Comment se sont passés les sauvetages opérés par l’Aquarius pendant que tu te trouvais à bord du navire ?
En juin de cette année, l’Organisation Maritime Internationale a reconnu une nouvelle zone SAR (zone de recherche et de sauvetage) libyenne qui couvre le nord des côtes libyennes et touche la frontière sud de la zone SAR maltaise. Tripoli est devenue l’autorité compétence pour toute une zone où les sauvetages étaient auparavant coordonnés par l’Italie. En plus de ce transfert d’autorité aux garde-côtes libyens, les autorités de sauvetage italiennes – depuis les évolutions politiques récentes dans ce pays – ne transmettent plus d’informations quand elles reçoivent des appels de détresse. Ces deux éléments font que l’Aquarius n’a eu accès à quasiment aucune information officielle. Nous avons néanmoins pu repérer des embarcations en détresse avec des jumelles depuis la passerelle ou grâce à des informations d’ONG comme l’Alarm Phone. Lors du premier sauvetage, nous avons embarqué onze personnes à bord. Le deuxième sauvetage d’environ 50 personnes a eu lieu deux jours plus tard, de nuit. Toute la nuit, nous nous sommes coordonnés avec les garde-côtes libyens. Comme nous sommes arrivés sur place les premiers, nous avons commencé notre intervention mais le bateau de patrouille des Libyens nous a interdit de prendre les gens à bord, ce que nous avions déjà commencé à faire. Les garde-côtes libyens ont été très agressifs et nous ont menacés. C’était très tendu et dangereux car les gens que l’on secourait voyaient le bateau militaire libyen. Les garde-côtes libyens ont vraiment fait preuve d’un manque de professionnalisme. Finalement, on a quand même pu prendre les personnes à bord et parmi elles il y a avait dix-sept enfants.

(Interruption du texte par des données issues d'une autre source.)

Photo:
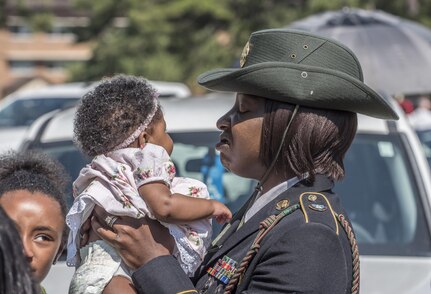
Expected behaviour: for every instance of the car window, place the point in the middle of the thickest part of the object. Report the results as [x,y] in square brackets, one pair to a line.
[24,111]
[425,139]
[382,197]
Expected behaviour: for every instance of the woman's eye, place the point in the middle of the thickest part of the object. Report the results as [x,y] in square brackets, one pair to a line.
[43,238]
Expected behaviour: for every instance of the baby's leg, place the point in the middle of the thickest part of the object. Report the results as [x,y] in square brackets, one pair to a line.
[119,284]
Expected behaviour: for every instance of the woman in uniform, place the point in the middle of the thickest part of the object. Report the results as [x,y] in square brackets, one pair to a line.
[293,121]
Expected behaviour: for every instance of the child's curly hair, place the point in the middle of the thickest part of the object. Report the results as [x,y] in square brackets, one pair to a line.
[111,112]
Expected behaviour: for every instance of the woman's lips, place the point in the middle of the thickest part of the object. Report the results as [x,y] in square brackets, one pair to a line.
[223,144]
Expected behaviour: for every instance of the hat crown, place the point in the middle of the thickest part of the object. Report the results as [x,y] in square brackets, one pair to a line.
[278,45]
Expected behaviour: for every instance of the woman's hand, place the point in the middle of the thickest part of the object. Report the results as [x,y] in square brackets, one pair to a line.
[84,233]
[137,241]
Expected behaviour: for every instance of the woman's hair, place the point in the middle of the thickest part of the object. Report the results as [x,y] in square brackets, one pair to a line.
[316,141]
[15,274]
[34,172]
[111,112]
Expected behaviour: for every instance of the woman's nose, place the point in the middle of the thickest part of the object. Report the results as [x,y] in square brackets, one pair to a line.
[223,122]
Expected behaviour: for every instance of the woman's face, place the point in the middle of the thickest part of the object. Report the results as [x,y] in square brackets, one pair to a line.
[239,144]
[40,223]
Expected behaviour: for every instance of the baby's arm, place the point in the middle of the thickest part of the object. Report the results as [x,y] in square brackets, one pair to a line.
[178,208]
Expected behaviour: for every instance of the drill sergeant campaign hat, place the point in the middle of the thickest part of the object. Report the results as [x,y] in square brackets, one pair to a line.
[303,69]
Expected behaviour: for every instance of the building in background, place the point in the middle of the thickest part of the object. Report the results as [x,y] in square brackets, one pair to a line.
[30,57]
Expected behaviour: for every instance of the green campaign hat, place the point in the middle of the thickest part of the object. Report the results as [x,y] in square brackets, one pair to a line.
[300,68]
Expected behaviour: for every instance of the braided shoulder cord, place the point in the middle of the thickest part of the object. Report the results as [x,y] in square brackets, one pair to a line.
[264,228]
[267,224]
[355,252]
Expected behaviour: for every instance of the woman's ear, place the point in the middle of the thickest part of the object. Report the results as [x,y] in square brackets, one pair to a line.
[142,139]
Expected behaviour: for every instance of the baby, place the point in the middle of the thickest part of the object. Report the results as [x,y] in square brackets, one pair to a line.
[121,124]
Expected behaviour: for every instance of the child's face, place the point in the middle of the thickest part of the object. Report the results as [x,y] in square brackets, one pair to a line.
[160,137]
[40,223]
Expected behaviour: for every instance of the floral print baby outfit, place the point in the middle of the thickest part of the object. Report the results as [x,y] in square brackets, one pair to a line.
[112,182]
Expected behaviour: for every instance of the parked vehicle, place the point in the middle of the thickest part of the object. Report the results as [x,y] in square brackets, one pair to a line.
[386,191]
[19,110]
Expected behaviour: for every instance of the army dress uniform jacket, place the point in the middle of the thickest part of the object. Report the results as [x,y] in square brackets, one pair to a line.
[306,252]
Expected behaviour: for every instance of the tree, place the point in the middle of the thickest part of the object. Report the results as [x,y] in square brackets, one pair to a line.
[177,40]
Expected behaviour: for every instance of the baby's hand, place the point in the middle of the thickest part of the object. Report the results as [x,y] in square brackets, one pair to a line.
[221,213]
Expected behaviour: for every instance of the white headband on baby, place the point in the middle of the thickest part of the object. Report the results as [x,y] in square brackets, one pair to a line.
[142,127]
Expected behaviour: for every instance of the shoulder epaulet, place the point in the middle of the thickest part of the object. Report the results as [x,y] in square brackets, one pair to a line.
[317,208]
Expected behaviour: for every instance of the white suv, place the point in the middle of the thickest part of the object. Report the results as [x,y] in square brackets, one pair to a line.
[20,109]
[386,191]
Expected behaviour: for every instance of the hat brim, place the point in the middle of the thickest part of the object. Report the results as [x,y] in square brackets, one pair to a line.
[305,85]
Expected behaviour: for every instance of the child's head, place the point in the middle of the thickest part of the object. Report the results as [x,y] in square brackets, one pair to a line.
[32,189]
[115,113]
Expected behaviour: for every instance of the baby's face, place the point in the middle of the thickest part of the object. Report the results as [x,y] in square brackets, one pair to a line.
[159,136]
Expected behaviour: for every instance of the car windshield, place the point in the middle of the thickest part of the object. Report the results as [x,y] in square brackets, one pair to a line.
[23,112]
[382,198]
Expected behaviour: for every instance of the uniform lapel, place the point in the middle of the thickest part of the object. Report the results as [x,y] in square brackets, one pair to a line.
[234,237]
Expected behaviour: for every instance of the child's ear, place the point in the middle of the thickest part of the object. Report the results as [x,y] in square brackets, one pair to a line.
[142,139]
[59,252]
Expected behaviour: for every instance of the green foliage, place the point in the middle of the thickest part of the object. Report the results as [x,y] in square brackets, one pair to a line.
[177,40]
[41,22]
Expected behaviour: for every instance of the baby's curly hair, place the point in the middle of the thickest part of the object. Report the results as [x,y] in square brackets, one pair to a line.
[111,112]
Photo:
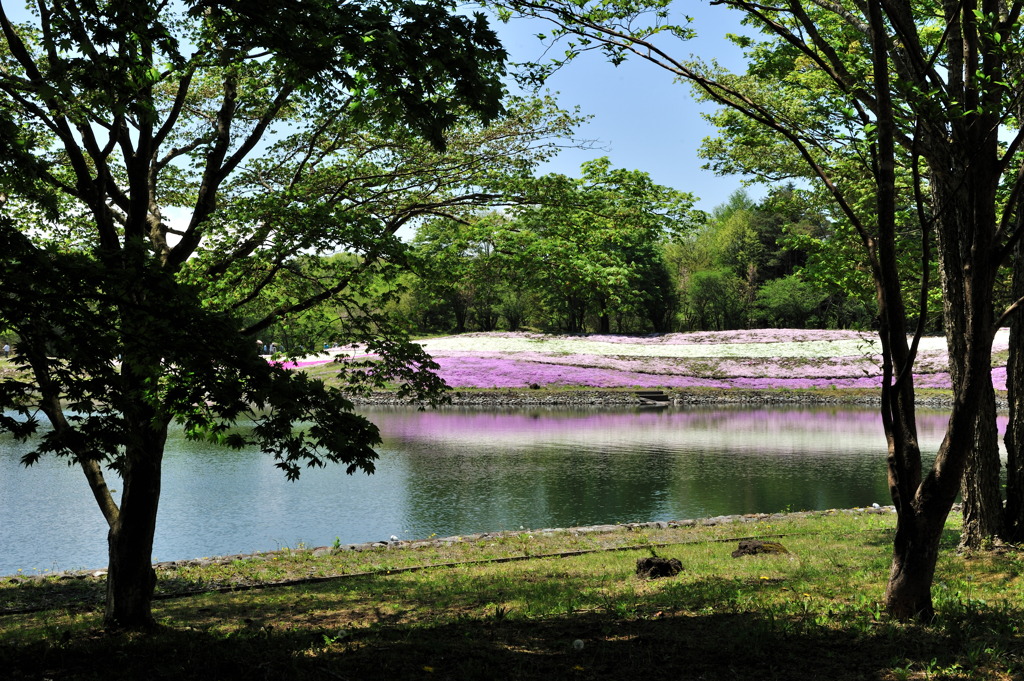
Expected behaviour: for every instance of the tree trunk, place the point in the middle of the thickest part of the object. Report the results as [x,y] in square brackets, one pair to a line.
[915,551]
[982,496]
[131,580]
[1014,439]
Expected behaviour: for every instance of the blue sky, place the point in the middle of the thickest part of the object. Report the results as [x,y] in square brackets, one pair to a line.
[642,118]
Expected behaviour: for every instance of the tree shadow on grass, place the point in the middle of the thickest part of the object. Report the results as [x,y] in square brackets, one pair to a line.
[716,646]
[454,625]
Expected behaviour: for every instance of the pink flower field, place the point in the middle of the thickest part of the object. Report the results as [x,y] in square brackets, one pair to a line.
[752,359]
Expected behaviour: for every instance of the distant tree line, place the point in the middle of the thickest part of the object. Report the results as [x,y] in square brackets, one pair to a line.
[612,252]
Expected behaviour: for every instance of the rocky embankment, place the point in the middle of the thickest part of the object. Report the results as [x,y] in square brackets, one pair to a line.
[709,396]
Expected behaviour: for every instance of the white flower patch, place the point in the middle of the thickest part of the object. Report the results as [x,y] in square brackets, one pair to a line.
[512,344]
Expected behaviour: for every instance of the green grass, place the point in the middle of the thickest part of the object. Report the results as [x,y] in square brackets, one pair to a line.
[531,605]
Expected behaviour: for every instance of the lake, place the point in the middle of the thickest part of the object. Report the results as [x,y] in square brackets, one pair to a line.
[459,471]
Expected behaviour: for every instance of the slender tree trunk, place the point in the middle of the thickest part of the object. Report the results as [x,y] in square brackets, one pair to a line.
[915,551]
[983,515]
[1014,439]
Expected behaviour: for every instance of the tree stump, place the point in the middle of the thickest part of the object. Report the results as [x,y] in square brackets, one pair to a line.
[652,568]
[755,546]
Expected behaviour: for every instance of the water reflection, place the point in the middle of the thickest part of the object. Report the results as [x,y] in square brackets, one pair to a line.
[460,471]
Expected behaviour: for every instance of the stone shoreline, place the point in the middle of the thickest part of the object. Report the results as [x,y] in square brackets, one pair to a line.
[708,396]
[443,541]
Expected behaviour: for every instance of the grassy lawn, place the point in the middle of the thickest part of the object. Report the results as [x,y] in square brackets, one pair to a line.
[538,605]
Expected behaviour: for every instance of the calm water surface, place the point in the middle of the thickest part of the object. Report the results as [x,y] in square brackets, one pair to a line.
[456,472]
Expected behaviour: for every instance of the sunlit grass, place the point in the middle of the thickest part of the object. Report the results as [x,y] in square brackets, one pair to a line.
[531,605]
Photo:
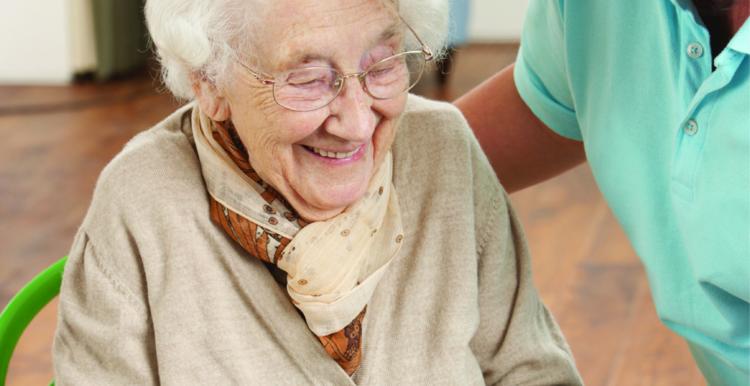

Où avez-vous pu accoster ?
Puisque les ports italiens ont été déclarés fermés aux navires d’ONG, nous avons dû mettre la pression sur les gouvernements européens pour qu’ils trouvent une solution politique afin de débarquer les personnes en toute sécurité. Ce sont la France, l’Espagne, le Portugal et l’Allemagne qui ont été d’accord de se répartir les personnes secourues et le transfert de ces personnes devait se faire à Malte. Mais nous n’avons pas eu l’autorisation d’entrer dans les eaux territoriales de Malte, nous avons donc dû attendre 5 ou 6 jours en haute mer, dans les eaux internationales, que la houle se calme et que le bateau de patrouille des garde-côtes maltais puisse s’approcher de nous pour transférer les personnes.
Comment expliques-tu que les autorités maltaises n’aient pas accepté que l’Aquarius entre tout simplement sur les eaux maltaises puisqu’une solution politique avait été trouvée ?
Nous faisons face à un rejet total par Malte et l’Italie des bateaux d’ONG. C’est le résultat de la politique migratoire européenne qui depuis longtemps rejette la responsabilité de l’accueil sur les États du Sud de l’Europe avec des mécanismes de distribution de l’accueil très peu solidaire comme l’accords Dublin. Quand Malte n’autorise même pas l’Aquarius à rentrer dans ses eaux territoriales, c’est un signal fort que les autorités envoient pour montrer qu’elles ne veulent rien avoir à faire avec ce genre d’activités. J’ai trouvé très frappant qu’on s’acharne à ce point contre l’Aquarius alors que c’est le seul bateau civil qui reste, les autres ayant déjà été criminalisés ou retenus à quai pour des raisons obscures. C’est un reflet de la montée du discours xénophobe et anti-migratoire qui est le fonds de commerce d’une droite qui a le vent en poupe en Europe. Quand on est seuls au milieu de la mer et qu’on se fait menacer par des garde-côtes libyens armés, on a vraiment le sentiment d’un manque total de soutien pour les activités de sauvetage en mer. Heureusement qu’il y a un grand mouvement citoyen qui soutient l’Aquarius, comme en témoigne la pétition de 25'000 signatures déposées à Berne pour demander que la Suisse octroie le pavillon suisse au navire.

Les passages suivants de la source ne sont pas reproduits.